The Telegram (St. John's)

Accused in attempted murder case can’t have his passport, judge says

Internatio­nal student needs passport for visa renewal; his lawyer granted access to it instead

- Telegram@thetelegra­m.com

Though he’s still waiting for a verdict in his case, the matter of a MUN student charged with attempted murder was called in Newfoundla­nd and Labrador Supreme Court briefly Friday morning.

The student, whose name is protected by a publicatio­n ban, did not appear in court personally, and neither did lawyers or the judge, due to the current public health situation. Proceeding­s took place via teleconfer­ence.

The issue at hand was the man’s passport, which he surrendere­d to the court as ordered when he was originally charged and released on bail. A native of Iran working on a PHD at Memorial University, the man’s student visa is set to expire and his lawyer, Mark Gruchy, had asked the court for access to the passport somehow, in order to complete the process of visa renewal.

Prosecutor Jude Hall applied to the court for the man’s bail conditions to be confirmed, specifical­ly relating to the passport remaining in court custody.

Justice Vikas Khaladkar agreed with the applicatio­n, ordering the passport to be transferre­d from Provincial Court to Supreme Court, where Gruchy has the option to take it and assist his client with his visa renewal without the accused ever having access to it. Once immigratio­n authoritie­s are finished with the passport, Gruchy must return it to the court until his client’s matters are wrapped up.

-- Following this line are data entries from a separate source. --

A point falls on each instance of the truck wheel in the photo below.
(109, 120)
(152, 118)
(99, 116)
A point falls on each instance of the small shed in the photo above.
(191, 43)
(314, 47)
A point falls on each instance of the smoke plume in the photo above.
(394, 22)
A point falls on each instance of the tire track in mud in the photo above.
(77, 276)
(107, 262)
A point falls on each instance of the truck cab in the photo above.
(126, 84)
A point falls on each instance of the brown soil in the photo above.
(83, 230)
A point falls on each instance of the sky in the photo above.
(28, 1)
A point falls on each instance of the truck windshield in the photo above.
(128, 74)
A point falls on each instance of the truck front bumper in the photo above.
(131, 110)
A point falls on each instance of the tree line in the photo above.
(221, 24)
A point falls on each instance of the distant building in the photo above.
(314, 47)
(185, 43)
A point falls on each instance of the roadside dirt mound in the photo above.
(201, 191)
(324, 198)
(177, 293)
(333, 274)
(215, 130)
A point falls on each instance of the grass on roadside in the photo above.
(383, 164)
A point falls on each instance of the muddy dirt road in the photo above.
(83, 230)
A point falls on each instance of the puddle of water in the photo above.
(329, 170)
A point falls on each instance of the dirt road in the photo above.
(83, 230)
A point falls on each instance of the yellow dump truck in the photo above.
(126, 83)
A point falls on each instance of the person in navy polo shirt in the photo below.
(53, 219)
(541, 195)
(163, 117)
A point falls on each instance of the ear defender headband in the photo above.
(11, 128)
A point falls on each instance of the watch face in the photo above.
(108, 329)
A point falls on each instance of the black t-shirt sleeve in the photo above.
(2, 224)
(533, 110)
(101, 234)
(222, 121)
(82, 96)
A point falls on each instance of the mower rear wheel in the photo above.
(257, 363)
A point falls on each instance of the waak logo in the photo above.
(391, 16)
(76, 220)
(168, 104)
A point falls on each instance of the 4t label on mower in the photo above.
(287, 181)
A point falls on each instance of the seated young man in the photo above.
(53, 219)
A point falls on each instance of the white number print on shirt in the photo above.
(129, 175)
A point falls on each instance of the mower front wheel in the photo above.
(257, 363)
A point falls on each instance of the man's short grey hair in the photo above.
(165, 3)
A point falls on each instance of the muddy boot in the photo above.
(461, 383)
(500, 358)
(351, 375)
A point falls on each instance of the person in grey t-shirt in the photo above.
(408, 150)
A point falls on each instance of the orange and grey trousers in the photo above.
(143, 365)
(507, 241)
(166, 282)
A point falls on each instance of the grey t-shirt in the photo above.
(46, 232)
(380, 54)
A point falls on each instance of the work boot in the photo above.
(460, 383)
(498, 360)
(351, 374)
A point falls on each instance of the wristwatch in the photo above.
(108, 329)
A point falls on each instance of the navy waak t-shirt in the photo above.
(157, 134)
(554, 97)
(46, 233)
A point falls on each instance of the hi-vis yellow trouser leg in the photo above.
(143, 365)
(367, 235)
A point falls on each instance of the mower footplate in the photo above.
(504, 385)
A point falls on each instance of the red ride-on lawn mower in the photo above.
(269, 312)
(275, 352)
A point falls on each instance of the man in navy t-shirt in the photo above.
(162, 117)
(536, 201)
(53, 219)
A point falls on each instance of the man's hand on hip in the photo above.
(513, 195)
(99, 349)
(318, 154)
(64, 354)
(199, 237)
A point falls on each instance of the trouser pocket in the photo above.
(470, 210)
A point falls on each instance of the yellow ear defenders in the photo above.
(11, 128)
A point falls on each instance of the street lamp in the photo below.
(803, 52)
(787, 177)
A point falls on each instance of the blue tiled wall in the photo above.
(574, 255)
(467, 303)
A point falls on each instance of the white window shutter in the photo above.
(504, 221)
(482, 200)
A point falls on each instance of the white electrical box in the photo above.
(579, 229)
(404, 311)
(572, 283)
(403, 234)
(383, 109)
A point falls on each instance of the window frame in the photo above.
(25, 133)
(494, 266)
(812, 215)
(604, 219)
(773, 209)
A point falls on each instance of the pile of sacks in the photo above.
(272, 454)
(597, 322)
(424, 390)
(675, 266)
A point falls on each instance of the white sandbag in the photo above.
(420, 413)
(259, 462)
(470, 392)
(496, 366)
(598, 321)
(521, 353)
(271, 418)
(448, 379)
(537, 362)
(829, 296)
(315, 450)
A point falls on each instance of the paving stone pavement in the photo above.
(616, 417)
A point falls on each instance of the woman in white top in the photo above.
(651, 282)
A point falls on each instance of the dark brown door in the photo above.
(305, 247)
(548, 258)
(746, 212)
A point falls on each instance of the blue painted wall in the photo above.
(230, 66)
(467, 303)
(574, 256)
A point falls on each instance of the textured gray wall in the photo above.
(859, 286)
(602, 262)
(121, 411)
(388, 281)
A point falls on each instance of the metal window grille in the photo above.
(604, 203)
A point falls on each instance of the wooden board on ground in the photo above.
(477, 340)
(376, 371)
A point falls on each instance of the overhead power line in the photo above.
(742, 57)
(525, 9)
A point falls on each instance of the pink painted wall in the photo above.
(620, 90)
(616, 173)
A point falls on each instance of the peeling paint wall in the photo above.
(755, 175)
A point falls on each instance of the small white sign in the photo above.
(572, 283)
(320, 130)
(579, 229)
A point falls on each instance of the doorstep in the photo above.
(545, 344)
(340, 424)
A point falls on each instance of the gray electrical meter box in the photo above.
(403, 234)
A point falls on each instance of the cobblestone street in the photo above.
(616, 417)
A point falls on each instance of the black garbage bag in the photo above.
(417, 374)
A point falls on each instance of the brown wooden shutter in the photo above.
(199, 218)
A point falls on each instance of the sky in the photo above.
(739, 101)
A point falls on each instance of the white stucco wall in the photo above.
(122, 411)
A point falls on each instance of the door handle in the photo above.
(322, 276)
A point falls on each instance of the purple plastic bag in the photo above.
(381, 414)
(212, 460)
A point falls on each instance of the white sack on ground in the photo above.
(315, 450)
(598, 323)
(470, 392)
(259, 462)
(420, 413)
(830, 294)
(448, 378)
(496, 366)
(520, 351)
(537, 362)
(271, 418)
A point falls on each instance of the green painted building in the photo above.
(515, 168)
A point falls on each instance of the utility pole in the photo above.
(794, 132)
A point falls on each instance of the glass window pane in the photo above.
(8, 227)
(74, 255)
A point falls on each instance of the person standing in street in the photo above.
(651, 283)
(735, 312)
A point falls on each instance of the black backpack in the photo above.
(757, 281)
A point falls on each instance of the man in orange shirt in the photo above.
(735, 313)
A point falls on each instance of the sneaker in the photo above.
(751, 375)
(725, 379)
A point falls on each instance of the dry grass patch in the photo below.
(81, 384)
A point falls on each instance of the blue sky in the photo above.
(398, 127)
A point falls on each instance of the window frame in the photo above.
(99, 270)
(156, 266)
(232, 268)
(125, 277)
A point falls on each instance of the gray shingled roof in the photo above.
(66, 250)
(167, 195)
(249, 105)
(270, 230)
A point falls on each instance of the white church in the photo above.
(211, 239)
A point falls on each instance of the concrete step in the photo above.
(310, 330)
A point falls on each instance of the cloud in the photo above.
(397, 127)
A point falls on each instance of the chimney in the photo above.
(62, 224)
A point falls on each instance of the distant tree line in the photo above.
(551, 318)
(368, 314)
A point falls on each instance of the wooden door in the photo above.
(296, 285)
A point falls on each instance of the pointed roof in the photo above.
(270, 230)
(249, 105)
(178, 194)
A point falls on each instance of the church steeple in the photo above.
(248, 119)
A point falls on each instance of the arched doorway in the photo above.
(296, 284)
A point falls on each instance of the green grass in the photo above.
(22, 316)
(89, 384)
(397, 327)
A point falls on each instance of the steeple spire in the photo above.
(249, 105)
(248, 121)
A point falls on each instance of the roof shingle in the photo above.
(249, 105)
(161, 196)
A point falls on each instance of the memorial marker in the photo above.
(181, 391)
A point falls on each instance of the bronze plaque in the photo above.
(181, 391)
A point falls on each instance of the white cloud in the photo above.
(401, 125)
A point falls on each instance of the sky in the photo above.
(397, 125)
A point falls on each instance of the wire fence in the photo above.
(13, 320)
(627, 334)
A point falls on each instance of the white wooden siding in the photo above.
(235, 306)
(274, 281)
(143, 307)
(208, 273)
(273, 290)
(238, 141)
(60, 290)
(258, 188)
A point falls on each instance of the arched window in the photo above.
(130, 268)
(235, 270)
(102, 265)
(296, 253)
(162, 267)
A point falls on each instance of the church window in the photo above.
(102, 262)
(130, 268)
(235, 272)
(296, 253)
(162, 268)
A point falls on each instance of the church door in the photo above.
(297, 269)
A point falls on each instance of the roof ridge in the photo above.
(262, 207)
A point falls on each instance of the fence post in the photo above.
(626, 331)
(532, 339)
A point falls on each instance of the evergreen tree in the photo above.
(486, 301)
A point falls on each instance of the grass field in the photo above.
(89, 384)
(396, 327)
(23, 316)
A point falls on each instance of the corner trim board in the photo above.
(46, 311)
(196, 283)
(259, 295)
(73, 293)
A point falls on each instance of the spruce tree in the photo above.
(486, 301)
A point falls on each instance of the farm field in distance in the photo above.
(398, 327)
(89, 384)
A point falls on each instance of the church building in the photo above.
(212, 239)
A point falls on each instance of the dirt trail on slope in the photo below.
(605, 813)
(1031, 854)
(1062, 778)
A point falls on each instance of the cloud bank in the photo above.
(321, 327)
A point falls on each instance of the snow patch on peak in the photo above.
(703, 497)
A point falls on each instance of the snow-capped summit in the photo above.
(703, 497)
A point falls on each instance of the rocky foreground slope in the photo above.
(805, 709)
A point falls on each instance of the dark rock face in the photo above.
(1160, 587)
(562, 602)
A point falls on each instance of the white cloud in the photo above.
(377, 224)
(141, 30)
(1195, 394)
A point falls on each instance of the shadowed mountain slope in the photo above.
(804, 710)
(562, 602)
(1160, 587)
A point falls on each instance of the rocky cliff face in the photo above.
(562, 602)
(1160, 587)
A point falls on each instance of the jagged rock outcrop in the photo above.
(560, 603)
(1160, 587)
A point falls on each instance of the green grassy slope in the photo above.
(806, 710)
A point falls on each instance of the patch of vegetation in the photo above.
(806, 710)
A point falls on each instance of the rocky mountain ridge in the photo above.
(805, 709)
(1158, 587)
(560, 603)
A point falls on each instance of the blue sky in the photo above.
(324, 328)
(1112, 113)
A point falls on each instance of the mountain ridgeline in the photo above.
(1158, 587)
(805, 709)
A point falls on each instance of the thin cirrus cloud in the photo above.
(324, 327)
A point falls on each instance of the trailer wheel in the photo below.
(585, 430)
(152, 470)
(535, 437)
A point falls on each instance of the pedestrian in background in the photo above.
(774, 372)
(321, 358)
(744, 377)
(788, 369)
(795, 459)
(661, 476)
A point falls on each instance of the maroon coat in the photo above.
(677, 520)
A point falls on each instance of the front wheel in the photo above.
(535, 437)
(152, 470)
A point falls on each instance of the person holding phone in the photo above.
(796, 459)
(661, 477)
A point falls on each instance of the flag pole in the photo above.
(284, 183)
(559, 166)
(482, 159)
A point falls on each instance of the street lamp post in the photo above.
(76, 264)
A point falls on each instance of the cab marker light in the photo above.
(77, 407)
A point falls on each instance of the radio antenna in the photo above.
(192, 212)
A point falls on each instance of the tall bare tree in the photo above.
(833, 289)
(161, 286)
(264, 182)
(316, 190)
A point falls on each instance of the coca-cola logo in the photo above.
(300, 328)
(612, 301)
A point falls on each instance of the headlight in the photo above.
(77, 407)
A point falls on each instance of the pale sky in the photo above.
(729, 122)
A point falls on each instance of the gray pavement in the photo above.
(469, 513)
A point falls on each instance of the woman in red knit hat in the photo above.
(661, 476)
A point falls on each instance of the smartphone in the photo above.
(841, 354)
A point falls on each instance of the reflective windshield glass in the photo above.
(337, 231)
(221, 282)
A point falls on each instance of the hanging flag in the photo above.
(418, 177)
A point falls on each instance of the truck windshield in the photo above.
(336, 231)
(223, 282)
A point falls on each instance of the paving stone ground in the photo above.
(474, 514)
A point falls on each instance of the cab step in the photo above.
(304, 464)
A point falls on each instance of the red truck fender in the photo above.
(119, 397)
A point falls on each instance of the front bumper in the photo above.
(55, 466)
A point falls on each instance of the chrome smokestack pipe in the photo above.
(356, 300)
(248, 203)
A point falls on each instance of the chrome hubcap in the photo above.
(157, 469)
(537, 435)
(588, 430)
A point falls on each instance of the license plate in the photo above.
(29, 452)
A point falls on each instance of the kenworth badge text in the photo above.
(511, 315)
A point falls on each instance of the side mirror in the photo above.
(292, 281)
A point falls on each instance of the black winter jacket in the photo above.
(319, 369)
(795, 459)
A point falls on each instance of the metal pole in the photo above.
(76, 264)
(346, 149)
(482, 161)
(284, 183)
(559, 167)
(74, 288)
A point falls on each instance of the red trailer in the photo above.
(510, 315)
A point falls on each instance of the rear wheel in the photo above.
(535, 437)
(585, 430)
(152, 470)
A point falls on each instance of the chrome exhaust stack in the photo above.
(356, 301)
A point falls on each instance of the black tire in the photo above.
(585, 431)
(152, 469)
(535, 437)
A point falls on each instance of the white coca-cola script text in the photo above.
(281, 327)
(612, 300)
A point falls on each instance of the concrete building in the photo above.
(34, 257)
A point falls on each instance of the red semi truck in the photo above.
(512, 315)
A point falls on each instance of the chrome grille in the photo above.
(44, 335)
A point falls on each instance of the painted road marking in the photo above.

The man has pleaded not guilty to a charge of attempted murder and his trial ended early last month. A date has not been set for Khaladkar to return a verdict.

The student is accused of having tried to kill a friend in an attempted murder-suicide by throwing them both over the edge of a cliff at Signal Hill in April 2017. The complainan­t testified they had been hiking on Signal Hill when the accused came quickly toward him and grabbed him. They ended up about 15 feet down the slope, he said.

“Right now I think he was trying to kill himself and he wanted me, a close friend, to be with him when he was doing suicide,” the man testified, with the help of a translator.

When it was his turn to testify, the student told the court he had placed his hand on his friend’s shoulder in an attempt to console him, then slipped on the ice and they fell together down the slope.

Others to testify included police officers, a MUN professor, and two Farsi-english linguistic­s experts who gave differing opinions on the translatio­n of a series of text messages the accused had sent his brother in the days leading up to the incident on Signal Hill. One linguist said the accused had written, “I want to stab myself and (the complainan­t);” the other said the accused had used a verb tense that suggested he was having thoughts or dreams about it but had no intention of acting on them.

Hall and Gruchy both told the judge in their closing submission­s the other’s arguments just didn’t make sense.

During the course of his trial, the accused was charged with sexual assault in connection with an incident alleged to have also taken place in 2017. That matter is making its way through the courts separately.